Azure CLI 2.0 - Azure Container Service for Docker Swarm w/ Dockerized SSH Tunnel (Part 2)

In my previous post I wrote on automating a Docker Swarm cluster deployment to Azure Container Service through the use of a deployment script. Today’s post will focus on the second part of the ACS Swarm GitHub Repo I previously referenced.

This is part 2 of a 3 series post discussing how to use each piece of the repository. This post will focus on dockerizing an ssh tunnel to our previously deployed ACS Docker Swarm Cluster. The main pieces to be discussed are the script and the Dockerfile both located in the sshtunnel folder.

To be honest, this code is really helpful in CI/CD scenarios where you you need to run IaC and test automation for web apps via Docker containers in ACS and you need an SSH tunnel.

It should be noted that this dockerized ssh tunnel can be scaled for any ssh instance, not just Docker Swarm through ACS.

Now, let’s talk about use case. The reality is the method we will dive into here isn’t one the every day person would probably use. You might find this post helpful in the following scenarios:

– you don’t want to open an ssh tunnel on your local client machine or you’re unable to do so
– you want to keep the private key baked into the image/container
– you foresee needing to move the container around with an open tunnel to your ACS cluster
– you want to share the container/image in a private hub/registry with other members of your dev/ops team without having to configure the environment constantly (I.E. copying private key, opening the tunnel, setting local environment variables, etc.)
– you have some other reason for dockerizing an SSH tunnel

This post will dive into not only how to create the ssh tunnel in code, but also how to save it in an image/container, which really creates the local endpoint, too. Remember, we created our remote endpoint (ACS Docker Swarm Cluster) in our previous post.

Let’s start with the Dockerfile:

FROM jldeen/alpine-docker 

# Copy private key - update path accordingly for location of private key 
COPY id_rsa /root/.ssh/id_rsa 

# Turn SSH on and add private key to identities 
RUN eval `ssh-agent -s` && /usr/bin/ssh-add /root/.ssh/id_rsa 

# Azure ENV for Azure Login ENV spn=[insert-content-here] 
ENV tenant=[insert-content-here] 

# Set DOCKER_HOST Env Variable 

# Set ACS Tunnel Variables 
ENV Servicename=[insert-content-here] 
ENV Resource=[insert-content-here] 
ENV local_port=2375 
ENV remote_port=2375 

# Confirm env var set properly - testing only 
RUN echo $DOCKER_HOST # Expose port for container EXPOSE 2375 

# Copy SSH Tunnel Script and make executable 
COPY sshtunnel/ /usr/local/bin/ 
RUN chmod +x /usr/local/bin/ 

# Open SSH tunnel 
ENTRYPOINT ["/usr/local/bin/"] 
CMD ["sh"]

First, remember to modify the Dockerfile to your environment.
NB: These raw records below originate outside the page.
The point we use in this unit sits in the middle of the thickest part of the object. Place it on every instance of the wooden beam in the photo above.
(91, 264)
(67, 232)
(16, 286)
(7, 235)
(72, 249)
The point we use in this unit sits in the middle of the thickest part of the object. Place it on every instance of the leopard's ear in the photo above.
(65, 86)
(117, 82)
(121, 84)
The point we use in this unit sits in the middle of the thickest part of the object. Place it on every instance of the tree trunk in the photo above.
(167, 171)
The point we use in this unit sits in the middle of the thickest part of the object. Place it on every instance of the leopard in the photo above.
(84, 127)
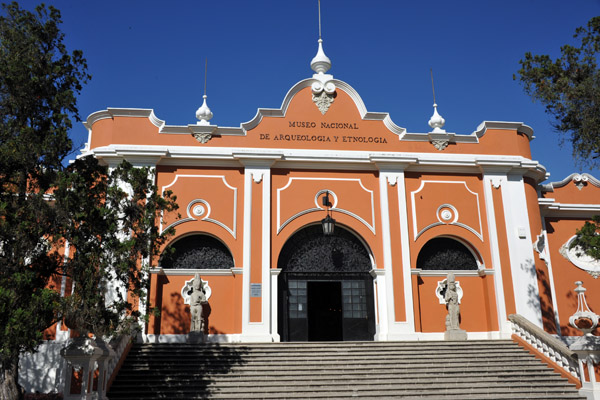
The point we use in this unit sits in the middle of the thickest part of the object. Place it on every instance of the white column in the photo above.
(524, 277)
(496, 181)
(274, 311)
(408, 327)
(385, 289)
(257, 171)
(393, 175)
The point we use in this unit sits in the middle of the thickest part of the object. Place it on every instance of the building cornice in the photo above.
(323, 159)
(549, 187)
(551, 208)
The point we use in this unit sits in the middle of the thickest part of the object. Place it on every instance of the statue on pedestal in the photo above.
(453, 331)
(198, 307)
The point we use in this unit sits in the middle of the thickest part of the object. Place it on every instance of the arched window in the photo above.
(446, 254)
(197, 252)
(308, 250)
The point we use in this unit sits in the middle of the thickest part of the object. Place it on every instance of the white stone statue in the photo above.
(198, 304)
(453, 331)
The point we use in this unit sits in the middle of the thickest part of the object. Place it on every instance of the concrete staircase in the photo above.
(338, 370)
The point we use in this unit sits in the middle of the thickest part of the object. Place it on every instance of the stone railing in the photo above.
(545, 344)
(119, 345)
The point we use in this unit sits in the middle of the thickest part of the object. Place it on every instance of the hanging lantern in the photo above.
(328, 224)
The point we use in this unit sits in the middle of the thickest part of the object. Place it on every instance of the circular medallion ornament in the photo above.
(447, 213)
(198, 210)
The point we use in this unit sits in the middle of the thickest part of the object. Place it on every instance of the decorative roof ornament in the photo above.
(323, 88)
(203, 114)
(320, 63)
(436, 122)
(438, 137)
(584, 319)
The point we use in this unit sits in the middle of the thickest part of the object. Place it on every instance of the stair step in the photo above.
(338, 370)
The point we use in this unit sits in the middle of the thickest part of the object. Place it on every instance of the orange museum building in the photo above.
(408, 209)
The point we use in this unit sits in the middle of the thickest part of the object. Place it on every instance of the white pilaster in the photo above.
(489, 181)
(408, 327)
(522, 265)
(274, 311)
(392, 174)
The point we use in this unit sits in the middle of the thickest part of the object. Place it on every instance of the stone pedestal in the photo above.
(81, 355)
(107, 354)
(455, 334)
(196, 337)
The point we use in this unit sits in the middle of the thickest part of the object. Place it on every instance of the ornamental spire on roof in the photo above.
(320, 63)
(436, 122)
(203, 114)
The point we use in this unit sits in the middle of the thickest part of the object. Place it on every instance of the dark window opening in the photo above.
(445, 254)
(197, 252)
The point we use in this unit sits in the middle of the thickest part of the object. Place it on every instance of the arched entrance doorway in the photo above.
(325, 289)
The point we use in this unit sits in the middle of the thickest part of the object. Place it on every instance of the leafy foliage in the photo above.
(445, 254)
(108, 218)
(587, 238)
(39, 79)
(569, 87)
(104, 219)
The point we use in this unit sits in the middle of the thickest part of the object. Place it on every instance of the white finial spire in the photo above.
(320, 63)
(436, 122)
(203, 114)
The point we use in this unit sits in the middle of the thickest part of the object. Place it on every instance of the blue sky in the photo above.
(151, 54)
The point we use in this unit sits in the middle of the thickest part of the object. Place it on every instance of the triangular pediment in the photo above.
(325, 119)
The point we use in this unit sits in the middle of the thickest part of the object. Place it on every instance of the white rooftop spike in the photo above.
(203, 114)
(320, 63)
(436, 122)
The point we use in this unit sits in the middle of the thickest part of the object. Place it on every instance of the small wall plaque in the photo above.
(256, 290)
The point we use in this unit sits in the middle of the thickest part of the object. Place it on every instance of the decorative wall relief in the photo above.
(323, 95)
(460, 207)
(217, 205)
(301, 196)
(202, 137)
(579, 259)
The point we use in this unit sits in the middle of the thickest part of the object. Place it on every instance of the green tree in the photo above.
(108, 218)
(39, 80)
(569, 88)
(587, 239)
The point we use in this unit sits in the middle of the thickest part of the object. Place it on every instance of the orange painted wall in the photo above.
(211, 185)
(429, 192)
(256, 245)
(302, 109)
(353, 189)
(560, 230)
(543, 275)
(471, 210)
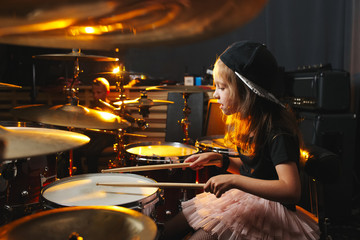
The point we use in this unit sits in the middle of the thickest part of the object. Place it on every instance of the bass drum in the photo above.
(151, 153)
(82, 190)
(21, 180)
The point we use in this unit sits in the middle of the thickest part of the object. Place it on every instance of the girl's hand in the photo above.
(197, 161)
(219, 184)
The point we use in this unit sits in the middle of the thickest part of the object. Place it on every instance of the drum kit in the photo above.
(75, 204)
(154, 194)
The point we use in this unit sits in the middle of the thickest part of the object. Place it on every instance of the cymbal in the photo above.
(82, 222)
(143, 102)
(75, 55)
(9, 85)
(110, 24)
(182, 88)
(23, 142)
(70, 116)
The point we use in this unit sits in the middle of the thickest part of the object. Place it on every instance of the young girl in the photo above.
(258, 200)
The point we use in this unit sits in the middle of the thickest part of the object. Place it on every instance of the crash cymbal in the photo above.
(70, 116)
(143, 102)
(181, 88)
(75, 55)
(7, 85)
(82, 222)
(110, 24)
(23, 142)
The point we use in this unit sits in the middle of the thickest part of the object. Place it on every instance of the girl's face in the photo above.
(223, 95)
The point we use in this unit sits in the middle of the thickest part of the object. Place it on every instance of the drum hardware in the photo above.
(143, 103)
(215, 143)
(7, 85)
(157, 184)
(186, 91)
(68, 115)
(81, 190)
(155, 167)
(119, 24)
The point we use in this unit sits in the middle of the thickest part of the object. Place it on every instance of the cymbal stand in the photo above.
(185, 123)
(74, 101)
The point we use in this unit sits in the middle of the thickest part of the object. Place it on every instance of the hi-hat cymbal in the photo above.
(110, 24)
(23, 142)
(181, 88)
(7, 85)
(143, 102)
(75, 55)
(70, 116)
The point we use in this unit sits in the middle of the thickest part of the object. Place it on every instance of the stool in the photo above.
(318, 166)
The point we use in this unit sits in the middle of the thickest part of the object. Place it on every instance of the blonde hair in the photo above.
(254, 117)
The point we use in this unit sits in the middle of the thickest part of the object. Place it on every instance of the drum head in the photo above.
(160, 151)
(215, 143)
(82, 190)
(90, 223)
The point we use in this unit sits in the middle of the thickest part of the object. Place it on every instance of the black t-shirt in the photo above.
(280, 147)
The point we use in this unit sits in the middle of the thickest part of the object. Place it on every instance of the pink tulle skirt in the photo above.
(240, 215)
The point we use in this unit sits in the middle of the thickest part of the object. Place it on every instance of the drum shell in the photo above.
(162, 157)
(25, 177)
(207, 144)
(172, 197)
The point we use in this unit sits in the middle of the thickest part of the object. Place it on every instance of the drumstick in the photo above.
(155, 167)
(159, 185)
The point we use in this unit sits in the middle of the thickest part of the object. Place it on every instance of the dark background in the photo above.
(300, 33)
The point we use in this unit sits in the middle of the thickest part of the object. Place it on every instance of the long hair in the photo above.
(254, 118)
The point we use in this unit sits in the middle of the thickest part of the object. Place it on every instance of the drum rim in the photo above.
(144, 201)
(148, 143)
(158, 159)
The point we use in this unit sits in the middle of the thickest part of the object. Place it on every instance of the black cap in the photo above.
(253, 61)
(256, 63)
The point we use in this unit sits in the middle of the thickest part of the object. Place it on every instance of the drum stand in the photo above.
(72, 100)
(185, 121)
(120, 143)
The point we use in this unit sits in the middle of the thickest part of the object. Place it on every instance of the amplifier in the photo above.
(323, 90)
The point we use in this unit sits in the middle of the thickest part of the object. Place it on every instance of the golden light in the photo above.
(36, 27)
(116, 70)
(304, 154)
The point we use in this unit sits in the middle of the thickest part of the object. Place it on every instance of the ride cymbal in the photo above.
(7, 85)
(143, 102)
(70, 116)
(181, 88)
(21, 142)
(74, 55)
(111, 24)
(83, 222)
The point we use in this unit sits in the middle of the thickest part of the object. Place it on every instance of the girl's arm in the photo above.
(286, 190)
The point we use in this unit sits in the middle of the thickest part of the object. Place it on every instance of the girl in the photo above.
(256, 201)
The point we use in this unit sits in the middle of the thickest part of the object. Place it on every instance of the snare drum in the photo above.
(148, 153)
(24, 177)
(82, 190)
(159, 152)
(215, 143)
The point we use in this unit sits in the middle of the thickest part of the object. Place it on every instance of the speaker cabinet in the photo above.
(336, 133)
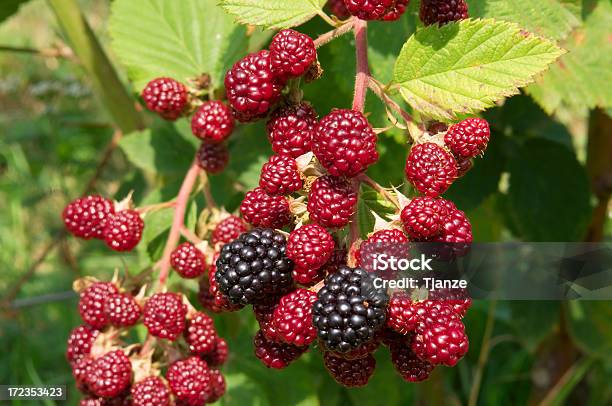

As such, you will have to define the Servicename and Resource [group] with the same names you defined for the ACS deployment. You will also have to enter the SPN and Tenant variables. For your convenience, if you ran the script I wrote to create an SPN, you should have an azure.env file you can reference. You can also always grab the necessary information from your bashrc profile, too. DO NOT put your password as an ENV variable in the Dockerfile – this is not secure. The script will prompt your for your password upon ENTRYPOINT.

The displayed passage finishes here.